How Winning at DJ Expo Changed My Business
DJ Times and Mike Walter—who organizes and produces the “DJ of the Year” competition at the DJ Expo in Atlantic City—thought it would be a good idea for me to tell the story of how winning Best DJ Game last August has improved my business.
First off, I was skeptical about competing again. I had won in 1997 for Best Dance, and I thought to myself, “I won it already—I don’t want to go up there and lose something. I wanted to go out a winner.”
But I got the bug.
So I contacted Mike and I’d developed this game that we do, called Buddies for Life, and I’ve actually put together a team-building motivational program, but that’s a very small part of it, and I digress.
Buddies for Life is an ice-breaker, best for corporate events, that involves every person at the event—it’s hard to describe, because people are running around, they meet different people, and they do different physical activities, and have different ways of remembering the people that they meet.
I didn’t create it on my own. I had a little help from a guy in Tennessee, who’s not a DJ, but he’s into team-building, and he gave me some ideas, and then I kind of morphed it into what I do. By the end of this team-building program, audience members learn to think together as a unit, demonstrate leadership skills, and have a good time. I use it to book gigs that are staff training events.

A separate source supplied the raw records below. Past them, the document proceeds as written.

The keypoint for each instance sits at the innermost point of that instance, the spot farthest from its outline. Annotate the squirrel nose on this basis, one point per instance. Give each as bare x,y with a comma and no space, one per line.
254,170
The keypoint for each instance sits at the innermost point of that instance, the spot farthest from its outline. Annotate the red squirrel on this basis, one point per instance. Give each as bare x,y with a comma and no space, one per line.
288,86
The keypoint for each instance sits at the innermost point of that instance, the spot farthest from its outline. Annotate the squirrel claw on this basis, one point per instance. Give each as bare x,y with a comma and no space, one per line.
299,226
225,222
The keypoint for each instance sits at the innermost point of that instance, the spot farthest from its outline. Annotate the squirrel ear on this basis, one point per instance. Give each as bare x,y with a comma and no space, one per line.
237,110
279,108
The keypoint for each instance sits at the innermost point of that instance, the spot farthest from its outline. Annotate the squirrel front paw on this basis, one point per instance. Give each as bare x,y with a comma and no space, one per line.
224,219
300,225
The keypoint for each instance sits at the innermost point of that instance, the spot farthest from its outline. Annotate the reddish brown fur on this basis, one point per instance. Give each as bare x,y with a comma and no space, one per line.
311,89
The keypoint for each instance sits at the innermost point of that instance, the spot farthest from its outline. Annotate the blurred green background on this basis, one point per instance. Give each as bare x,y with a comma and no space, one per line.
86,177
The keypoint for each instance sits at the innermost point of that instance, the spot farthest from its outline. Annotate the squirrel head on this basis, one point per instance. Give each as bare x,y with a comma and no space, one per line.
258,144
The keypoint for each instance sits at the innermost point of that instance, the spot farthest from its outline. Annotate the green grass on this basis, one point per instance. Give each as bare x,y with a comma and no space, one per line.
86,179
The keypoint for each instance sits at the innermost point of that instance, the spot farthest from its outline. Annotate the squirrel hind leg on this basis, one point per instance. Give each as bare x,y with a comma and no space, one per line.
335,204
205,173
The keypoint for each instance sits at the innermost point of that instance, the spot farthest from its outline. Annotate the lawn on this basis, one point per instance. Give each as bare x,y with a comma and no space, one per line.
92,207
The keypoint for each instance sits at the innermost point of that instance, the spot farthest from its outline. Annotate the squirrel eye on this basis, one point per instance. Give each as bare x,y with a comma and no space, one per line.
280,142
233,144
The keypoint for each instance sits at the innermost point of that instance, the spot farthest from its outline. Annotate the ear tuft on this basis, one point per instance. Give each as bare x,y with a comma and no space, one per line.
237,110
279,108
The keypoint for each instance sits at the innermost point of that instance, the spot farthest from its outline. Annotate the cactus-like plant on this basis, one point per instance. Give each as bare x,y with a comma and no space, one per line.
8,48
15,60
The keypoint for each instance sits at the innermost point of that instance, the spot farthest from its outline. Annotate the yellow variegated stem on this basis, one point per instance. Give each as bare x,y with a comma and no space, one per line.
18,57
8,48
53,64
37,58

So I decided to enter it at the DJ Expo. I was getting positive response to the game, and I knew I only had a limited amount of time to perform it, so I wanted to take some of the most active parts and do it that way, because I didn’t know how much room I was going to have. I didn’t know my limitations. I talked to Mike and asked him, “What do I have to do to compete this year?” I asked.
And he told me, “Nothing, you just told me that you want to, so that’s it.”
So I performed it, and it won Best New Game.